There is no musical instrument more perfect than the human voice, therefore the ancients used it as a model to be imitated, the same holds true with early bowed instruments. Vocal cords are a cartilaginous organic material based on collagen, akin to that found in gut.

The intervention of modern materials (plastic, metal wound, etc.) in the production of strings supposes an intentional attempt to adapt, or supposedly improve, the function of this sonorous substance to modern aesthetic psychology. This aesthetic differs from that of what the ancients conceived, which included an alchemical and spiritual component attributed to living materials. Early bowed instruments with plastic strings (or metal wound) would cease to be an organically alive instrument that tries to imitate the song of the human voice.

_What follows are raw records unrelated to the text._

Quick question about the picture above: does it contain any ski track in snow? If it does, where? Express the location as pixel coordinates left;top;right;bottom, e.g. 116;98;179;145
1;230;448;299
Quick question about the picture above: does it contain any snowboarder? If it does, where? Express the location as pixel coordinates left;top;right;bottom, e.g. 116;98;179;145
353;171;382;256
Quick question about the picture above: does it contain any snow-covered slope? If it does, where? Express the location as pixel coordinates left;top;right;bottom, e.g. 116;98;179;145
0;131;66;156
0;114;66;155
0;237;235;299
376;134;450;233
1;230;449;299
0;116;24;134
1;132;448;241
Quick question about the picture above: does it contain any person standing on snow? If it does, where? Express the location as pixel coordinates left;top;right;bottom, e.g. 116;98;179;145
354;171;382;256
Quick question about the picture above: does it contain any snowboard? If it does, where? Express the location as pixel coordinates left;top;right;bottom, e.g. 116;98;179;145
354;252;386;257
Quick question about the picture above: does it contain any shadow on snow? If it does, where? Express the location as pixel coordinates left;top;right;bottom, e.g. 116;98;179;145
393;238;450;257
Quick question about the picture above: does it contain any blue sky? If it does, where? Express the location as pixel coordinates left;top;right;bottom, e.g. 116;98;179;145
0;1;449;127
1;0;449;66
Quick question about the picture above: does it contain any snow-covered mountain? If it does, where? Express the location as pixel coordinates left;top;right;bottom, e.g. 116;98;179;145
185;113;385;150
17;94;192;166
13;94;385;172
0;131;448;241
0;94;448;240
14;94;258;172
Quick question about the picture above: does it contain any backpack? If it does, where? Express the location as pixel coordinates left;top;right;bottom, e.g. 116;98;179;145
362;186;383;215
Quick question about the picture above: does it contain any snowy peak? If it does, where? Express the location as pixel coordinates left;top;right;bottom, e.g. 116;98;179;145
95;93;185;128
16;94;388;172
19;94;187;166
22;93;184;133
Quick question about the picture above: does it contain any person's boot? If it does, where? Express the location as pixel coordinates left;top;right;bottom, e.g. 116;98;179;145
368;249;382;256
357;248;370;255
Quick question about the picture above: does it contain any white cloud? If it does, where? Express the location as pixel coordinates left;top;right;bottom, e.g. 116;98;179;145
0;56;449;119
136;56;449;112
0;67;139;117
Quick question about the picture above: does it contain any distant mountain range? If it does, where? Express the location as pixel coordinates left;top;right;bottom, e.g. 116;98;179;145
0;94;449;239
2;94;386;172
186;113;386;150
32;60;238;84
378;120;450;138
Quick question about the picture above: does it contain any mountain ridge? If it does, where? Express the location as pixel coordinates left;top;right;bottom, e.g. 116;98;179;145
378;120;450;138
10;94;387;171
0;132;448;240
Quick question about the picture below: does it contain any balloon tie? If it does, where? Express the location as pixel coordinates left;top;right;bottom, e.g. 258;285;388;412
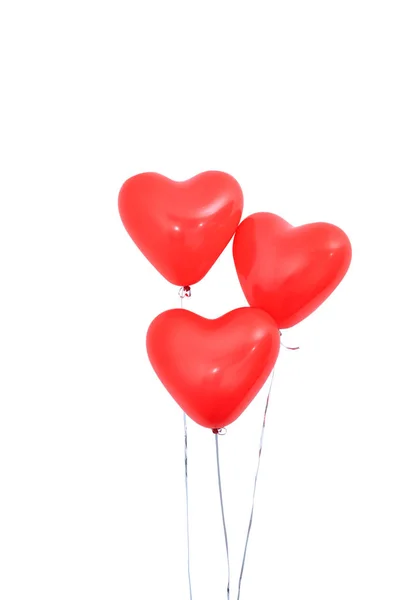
212;427;227;435
280;331;300;351
215;431;231;600
178;285;192;300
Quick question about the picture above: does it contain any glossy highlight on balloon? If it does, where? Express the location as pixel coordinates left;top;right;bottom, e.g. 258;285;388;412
118;171;244;286
233;212;352;328
146;308;280;429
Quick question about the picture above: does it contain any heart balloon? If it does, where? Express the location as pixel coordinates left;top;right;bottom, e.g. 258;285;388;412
233;212;352;329
118;171;243;286
146;308;280;429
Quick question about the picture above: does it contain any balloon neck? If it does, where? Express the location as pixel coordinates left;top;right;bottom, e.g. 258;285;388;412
212;427;227;435
280;330;300;351
178;285;192;299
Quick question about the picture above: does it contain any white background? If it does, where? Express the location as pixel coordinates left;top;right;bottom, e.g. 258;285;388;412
1;1;399;598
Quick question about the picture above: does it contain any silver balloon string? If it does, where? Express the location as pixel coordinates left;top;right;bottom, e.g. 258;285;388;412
183;412;193;600
237;338;298;599
214;429;231;600
180;286;193;600
236;372;275;599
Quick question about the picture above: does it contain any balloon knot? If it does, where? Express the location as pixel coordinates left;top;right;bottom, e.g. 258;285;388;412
178;286;192;299
212;427;227;435
279;331;300;351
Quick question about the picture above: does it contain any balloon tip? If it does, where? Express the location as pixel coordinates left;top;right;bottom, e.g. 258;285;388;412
212;427;227;435
178;285;192;299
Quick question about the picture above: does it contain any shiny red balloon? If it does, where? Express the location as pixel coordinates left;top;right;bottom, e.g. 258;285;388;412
146;308;280;430
118;171;243;286
233;212;352;329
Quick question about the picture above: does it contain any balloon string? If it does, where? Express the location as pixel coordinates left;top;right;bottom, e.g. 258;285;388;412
237;372;275;600
215;432;231;600
183;412;193;600
180;286;193;600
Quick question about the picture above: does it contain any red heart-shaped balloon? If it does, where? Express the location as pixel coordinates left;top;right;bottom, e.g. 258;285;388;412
118;171;243;286
233;212;352;328
146;308;280;429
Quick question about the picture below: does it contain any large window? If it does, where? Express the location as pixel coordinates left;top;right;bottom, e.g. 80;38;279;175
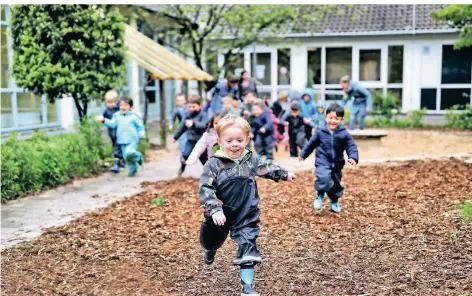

Album Notes by Fernando Marín

Artist(s)

Fernando Marìn: Originally from Alicante, the reputable gambist and cellist Fernando Marín has specialized in bowed instruments of the Renaissance and Baroque periods, historical interpretation and chamber music, receiving a Ph. D in musicology. He has researched the origins, methods of playing and repertoire of these instruments, mastering a very unique historical technique of performing on early bowed instruments and accompanying the voice in his duo Cantar alla Viola, with which has recorded several CDs: The Complete Polyphonic Works of Juan Blas de Castro (1561-1631), Robert Jones: The Second Booke of Songs and Ayres (1601), The Vihuela de arco in the reign of Aragon, Each Lovely Grace, The second booke of Ayres de William Corkine (1612), or Segretti Acenti, and with the trio Viola da Samba, recorded the CD De río a Rio in 2015. In addition, he has released 4 interesting solo CDs: eVIOLution, sCORDAtura, The Art of the Vihuela de Arco y Magia consoni et dissoni. He produces and supervise hes own recordings and since 2017 he works together with Chris P. De Villiers en Sonus Alchemiae. In 2017 he won the Leonardo Grant for Researchers and Cultural Creators of the BBVA Foundation with the project Recuperación de las vihuelas de arco renacentistas y su interpretación musical. He is currently, and since 2003 the Viola da Gamba teacher at the Conservatorio Profesional de Música in Zaragoza.

(www.vihueladearco.com)

Composer(s)

Johann Sebastian Bach: (b Eisenach, 21 March 1685, d Leipzig; 28 July 1750). Composer and organist. The most important member of the family, his genius combined outstanding performing musicianship with supreme creative powers in which forceful and original inventiveness, technical mastery and intellectual control are perfectly balanced. While it was in the former capacity, as a keyboard virtuoso, that in his lifetime he acquired an almost legendary fame, it is the latter virtues and accomplishments, as a composer, that by the end of the 18th century earned him a unique historical position. His musical language was distinctive and extraordinarily varied, drawing together and surmounting the techniques, the styles and the general achievements of his own and earlier generations and leading on to new perspectives which later ages have received and understood in a great variety of ways.
The first authentic posthumous account of his life, with a summary catalogue of his works, was put together by his son Carl Philipp Emanuel and his pupil J.F. Agricola soon after his death and certainly before March 1751 (published as Nekrolog, 1754). J.N. Forkel planned a detailed Bach biography in the early 1770s and carefully collected first-hand information on Bach, chiefly from his two eldest sons; the book appeared in 1802, by when the Bach Revival had begun and various projected collected editions of Bach’s works were underway; it continues to serve, together with the 1754 obituary and the other 18th-century documents, as the foundation of Bach biography.